Спустя недолгое время подошли девушки с кувшинами воды и потянулись длинным рядом мимо него. Певуньи, Крабат видел это, среди них не было. Значит, она его услышала, и она поняла, о чём он просил её издалека.

Затем, когда девушки исчезли, он увидел, как подходит она. Она шла одна, плотно закутанная в свою шерстяную шаль. Тут он шагнул вперёд и встал перед ней.

— Я Крабат, мукомол из Козельбруха, — сказал он. — Не бойся меня.

Певунья взглянула ему в лицо, совсем спокойно, как если бы она его ожидала.

— Я знаю тебя, — сказала она, — потому что я видела сон про тебя. Про тебя и про одного человека, который замышлял против тебя зло, — но он не беспокоил нас, тебя и меня. С тех пор я ожидала, что встречу тебя — и вот, теперь ты здесь.
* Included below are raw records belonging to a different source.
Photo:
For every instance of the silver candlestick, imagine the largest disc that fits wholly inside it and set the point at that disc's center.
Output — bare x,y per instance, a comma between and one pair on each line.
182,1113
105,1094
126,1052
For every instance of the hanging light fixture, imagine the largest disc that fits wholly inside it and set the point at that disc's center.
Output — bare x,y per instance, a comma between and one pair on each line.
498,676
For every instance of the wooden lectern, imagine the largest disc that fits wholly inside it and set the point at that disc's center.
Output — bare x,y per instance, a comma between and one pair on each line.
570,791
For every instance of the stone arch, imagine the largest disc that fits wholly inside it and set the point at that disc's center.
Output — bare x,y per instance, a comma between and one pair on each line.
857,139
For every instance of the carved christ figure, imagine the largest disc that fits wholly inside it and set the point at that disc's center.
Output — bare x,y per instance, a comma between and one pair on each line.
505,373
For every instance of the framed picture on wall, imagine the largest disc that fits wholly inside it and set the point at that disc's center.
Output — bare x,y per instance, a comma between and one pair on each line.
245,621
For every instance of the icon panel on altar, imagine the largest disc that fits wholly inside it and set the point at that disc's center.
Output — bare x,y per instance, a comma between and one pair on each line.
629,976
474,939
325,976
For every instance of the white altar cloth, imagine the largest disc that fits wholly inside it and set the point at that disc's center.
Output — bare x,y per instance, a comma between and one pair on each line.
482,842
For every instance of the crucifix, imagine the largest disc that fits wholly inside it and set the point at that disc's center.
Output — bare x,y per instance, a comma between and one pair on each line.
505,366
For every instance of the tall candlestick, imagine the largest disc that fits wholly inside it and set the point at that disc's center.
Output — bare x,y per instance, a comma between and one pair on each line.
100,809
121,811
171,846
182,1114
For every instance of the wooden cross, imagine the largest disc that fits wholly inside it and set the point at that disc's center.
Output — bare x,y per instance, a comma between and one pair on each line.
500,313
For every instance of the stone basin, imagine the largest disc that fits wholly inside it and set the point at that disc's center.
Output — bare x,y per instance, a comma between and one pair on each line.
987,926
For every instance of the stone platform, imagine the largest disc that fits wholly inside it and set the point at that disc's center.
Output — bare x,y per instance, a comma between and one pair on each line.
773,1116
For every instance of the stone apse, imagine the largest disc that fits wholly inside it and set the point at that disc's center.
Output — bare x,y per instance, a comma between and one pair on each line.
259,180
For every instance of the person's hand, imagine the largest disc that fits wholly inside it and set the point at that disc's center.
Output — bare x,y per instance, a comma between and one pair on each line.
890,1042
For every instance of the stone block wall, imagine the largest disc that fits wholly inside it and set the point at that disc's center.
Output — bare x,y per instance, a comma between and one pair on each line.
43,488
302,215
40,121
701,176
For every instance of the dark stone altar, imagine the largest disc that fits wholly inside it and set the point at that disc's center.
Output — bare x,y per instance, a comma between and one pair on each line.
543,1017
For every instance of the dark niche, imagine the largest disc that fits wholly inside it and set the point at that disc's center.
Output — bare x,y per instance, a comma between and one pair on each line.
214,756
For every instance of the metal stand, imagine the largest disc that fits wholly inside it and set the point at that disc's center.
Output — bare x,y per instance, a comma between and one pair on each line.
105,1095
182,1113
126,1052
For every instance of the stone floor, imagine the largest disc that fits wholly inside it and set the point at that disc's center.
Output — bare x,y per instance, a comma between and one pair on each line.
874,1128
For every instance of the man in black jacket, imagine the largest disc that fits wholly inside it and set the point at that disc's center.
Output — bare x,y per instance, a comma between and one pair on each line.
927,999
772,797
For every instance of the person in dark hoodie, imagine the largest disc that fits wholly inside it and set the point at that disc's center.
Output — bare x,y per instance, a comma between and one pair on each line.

— Я здесь, — сказал Крабат. — Но я не могу долго оставаться — меня ждут на мельнице.

— Мне тоже надо домой, — сказала Певунья. — Мы ещё увидимся?

Она опустила кончик шали в кувшин с пасхальной водой — и, не говоря не слова, смыла Крабату пентаграмму со лба: очень аккуратно и без спешки, как будто это само собой разумелось.

Парень почувствовал, словно она клеймо с него сняла. И Крабат был ей бесконечно благодарен: что она есть и что она стоит напротив него и на него глядит.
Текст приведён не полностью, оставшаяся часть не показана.